Rotating Infrastructure Secrets
Using systemd and rsyslog to provide reliable service
Prior Reading Required
This guide is written with the assumption that you're comfortable with the concepts from the Native Linux Installation Guide. Examples below assume an environment that matches the examples in the linked guide; if your environment differs, some commands may not work as written.
The GRAX app requires several secret values specified in the environment (normally sourced from .env
). These include a valid Postgres connection string, an administrator password, and a key base for encryption of the DB-based Secrets Store used for SFDC and storage connection secrets (SECRET_STORE_BASE
). Rotation of secrets is mostly external to the GRAX app, with one exception.
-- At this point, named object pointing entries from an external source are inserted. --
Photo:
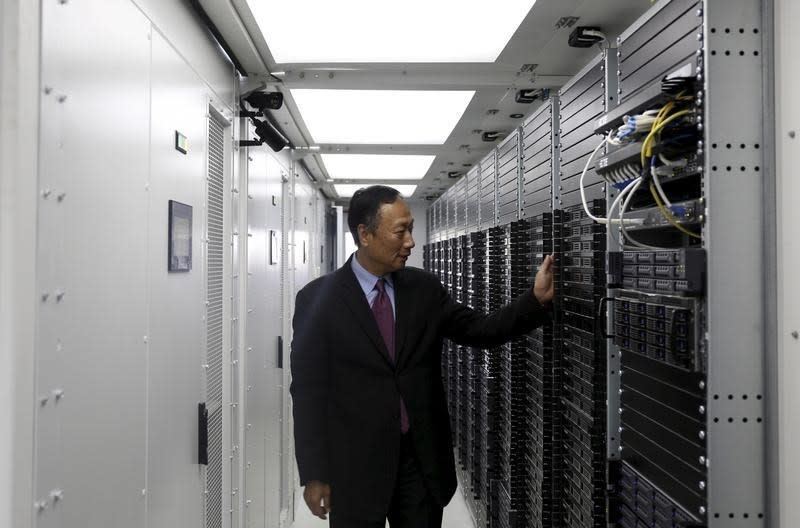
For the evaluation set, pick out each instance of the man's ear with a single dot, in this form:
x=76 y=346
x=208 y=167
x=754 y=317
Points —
x=363 y=235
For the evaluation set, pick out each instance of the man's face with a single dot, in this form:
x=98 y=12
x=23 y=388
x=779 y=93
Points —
x=389 y=246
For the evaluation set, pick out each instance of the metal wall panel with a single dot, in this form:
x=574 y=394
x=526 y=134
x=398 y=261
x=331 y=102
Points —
x=537 y=147
x=508 y=178
x=487 y=193
x=582 y=101
x=92 y=269
x=215 y=308
x=734 y=86
x=663 y=43
x=471 y=198
x=177 y=332
x=263 y=397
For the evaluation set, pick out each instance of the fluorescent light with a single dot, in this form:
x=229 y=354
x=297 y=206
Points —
x=376 y=166
x=346 y=190
x=376 y=31
x=381 y=116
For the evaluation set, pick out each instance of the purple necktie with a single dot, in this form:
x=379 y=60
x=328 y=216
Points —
x=384 y=316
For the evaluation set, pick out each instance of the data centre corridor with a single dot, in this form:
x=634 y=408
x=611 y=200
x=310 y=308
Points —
x=174 y=172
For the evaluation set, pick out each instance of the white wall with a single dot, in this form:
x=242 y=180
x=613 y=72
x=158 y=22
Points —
x=19 y=129
x=122 y=337
x=788 y=219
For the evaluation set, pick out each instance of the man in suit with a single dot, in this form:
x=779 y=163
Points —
x=372 y=431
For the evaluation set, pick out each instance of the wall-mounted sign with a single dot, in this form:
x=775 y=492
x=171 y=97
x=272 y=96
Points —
x=181 y=143
x=180 y=237
x=273 y=247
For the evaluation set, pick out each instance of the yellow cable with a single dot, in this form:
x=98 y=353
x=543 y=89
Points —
x=657 y=126
x=668 y=215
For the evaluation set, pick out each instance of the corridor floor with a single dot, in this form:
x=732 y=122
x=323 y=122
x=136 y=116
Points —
x=456 y=514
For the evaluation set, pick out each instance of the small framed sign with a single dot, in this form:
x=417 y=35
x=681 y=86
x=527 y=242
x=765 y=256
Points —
x=180 y=237
x=273 y=247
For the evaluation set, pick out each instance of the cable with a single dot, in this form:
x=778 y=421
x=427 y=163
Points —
x=630 y=191
x=583 y=175
x=583 y=191
x=668 y=215
x=657 y=181
x=656 y=129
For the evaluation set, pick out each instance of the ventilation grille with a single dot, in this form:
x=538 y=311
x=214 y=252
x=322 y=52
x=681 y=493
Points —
x=214 y=269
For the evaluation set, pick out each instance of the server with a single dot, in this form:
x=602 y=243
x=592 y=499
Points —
x=632 y=409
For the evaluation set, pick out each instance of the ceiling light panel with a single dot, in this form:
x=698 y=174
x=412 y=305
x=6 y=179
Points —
x=376 y=166
x=410 y=117
x=347 y=190
x=375 y=31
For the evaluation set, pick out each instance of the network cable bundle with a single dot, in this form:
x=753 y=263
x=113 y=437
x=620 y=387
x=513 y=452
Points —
x=641 y=405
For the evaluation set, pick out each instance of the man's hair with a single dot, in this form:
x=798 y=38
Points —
x=365 y=208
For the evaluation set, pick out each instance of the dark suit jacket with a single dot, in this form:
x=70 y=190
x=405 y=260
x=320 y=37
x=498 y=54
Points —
x=346 y=391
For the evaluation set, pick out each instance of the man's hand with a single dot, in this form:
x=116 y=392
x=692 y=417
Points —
x=318 y=498
x=543 y=287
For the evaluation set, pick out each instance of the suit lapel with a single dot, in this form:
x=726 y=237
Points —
x=356 y=302
x=403 y=311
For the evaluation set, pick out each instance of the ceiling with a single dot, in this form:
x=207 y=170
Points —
x=536 y=56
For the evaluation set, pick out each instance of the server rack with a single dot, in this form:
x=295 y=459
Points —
x=539 y=139
x=624 y=414
x=583 y=286
x=508 y=164
x=488 y=203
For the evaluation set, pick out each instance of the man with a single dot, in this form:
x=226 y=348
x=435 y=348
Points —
x=372 y=431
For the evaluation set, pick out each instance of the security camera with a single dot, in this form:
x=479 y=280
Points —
x=265 y=100
x=270 y=135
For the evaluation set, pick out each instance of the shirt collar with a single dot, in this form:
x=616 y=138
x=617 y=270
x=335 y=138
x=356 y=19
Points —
x=366 y=279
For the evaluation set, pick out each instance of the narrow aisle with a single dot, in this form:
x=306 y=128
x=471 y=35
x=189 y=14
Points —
x=456 y=514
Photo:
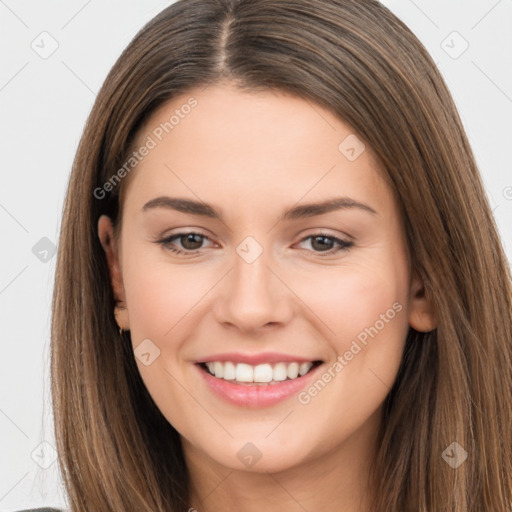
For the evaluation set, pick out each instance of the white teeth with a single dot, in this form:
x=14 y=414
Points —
x=304 y=368
x=280 y=372
x=244 y=373
x=229 y=371
x=293 y=370
x=261 y=373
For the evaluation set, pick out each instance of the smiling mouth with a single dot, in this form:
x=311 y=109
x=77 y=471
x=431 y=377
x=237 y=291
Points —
x=261 y=374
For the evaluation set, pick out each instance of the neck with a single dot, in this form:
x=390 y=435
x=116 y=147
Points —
x=326 y=479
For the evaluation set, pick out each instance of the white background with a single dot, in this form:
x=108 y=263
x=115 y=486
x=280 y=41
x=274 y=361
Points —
x=43 y=106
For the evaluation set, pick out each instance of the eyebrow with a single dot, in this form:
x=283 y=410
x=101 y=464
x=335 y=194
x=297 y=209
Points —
x=297 y=212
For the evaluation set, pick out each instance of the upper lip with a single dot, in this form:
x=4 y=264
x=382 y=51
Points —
x=255 y=359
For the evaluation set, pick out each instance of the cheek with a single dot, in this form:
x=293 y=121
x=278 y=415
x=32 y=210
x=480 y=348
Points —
x=160 y=295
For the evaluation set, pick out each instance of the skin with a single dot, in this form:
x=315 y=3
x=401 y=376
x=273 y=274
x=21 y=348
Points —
x=253 y=156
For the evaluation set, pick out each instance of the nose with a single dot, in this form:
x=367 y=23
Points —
x=253 y=295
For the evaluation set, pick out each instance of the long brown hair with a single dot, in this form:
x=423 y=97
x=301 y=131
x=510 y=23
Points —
x=116 y=450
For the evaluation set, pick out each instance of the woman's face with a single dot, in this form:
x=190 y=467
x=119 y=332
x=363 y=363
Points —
x=291 y=253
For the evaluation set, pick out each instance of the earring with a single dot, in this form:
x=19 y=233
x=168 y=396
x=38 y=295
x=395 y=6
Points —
x=116 y=313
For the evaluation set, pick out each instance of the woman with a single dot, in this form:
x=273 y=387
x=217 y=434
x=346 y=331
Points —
x=339 y=334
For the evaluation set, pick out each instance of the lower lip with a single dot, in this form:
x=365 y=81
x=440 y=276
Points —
x=256 y=395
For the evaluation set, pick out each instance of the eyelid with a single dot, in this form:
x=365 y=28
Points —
x=342 y=243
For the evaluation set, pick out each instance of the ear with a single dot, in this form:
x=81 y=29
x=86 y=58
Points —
x=106 y=236
x=421 y=316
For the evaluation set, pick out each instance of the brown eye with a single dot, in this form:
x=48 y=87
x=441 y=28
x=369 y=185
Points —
x=188 y=242
x=324 y=243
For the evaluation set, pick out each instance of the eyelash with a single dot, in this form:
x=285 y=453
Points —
x=343 y=244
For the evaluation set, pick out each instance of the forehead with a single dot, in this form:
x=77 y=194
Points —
x=221 y=140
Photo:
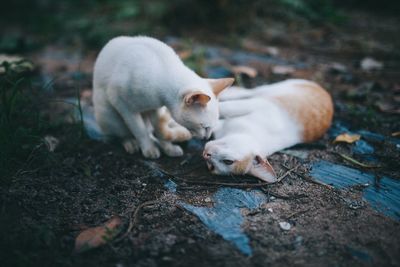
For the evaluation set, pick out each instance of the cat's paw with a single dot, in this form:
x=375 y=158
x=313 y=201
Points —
x=130 y=145
x=172 y=150
x=151 y=151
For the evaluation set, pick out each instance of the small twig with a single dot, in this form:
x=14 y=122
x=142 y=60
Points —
x=245 y=185
x=309 y=179
x=285 y=197
x=356 y=162
x=297 y=213
x=135 y=217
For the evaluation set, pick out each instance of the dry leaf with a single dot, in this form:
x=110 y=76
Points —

Rotating Database Connection String or Administrator Password
To rotate the connection string used to connect to the Postgres database cluster manually, perform the following steps:
-
Stop the GRAX services
$ systemctl disable grax.service; systemctl stop grax.service;
-
Update the configuration source/file with your editor of choice:
$ vim .env [change intended key\'s value to new value and save file]
-
Start the GRAX services
$ systemctl enable grax.service; systemctl start grax.service;
If you have interest in automating this behavior, the automation needs to preserve or recreate the other necessary values for the configuration.
Rotating SECRET_STORE_BASE
The SECRET_STORE_BASE is used to encrypt the SFDC and Storage secrets in the database. Changing this value between reboots without proper care results in these secrets being irrecoverable and the GRAX app being unable to start properly; a manual reset of configuration information in the database is the only recovery option.
To properly rotate this value, perform the following steps:
-
Stop the GRAX services
$ systemctl disable grax.service; systemctl stop grax.service;
-
Update the
SECRET_STORE_BASE
to the new value with your editor of choice -
Update the
PREVIOUS_SECRET_STORE_BASE
to the previous value with your editor of choice -
Start the GRAX services
$ systemctl enable grax.service; systemctl start grax.service;
At this point, the GRAX app reads the configuration secrets with the old key and writes them with the new key on first boot. To clean up the extraneous PREVIOUS_SECRET_STORE_BASE
after a rotation: wait two minutes, stop the GRAX services, and remove the value before starting GRAX again.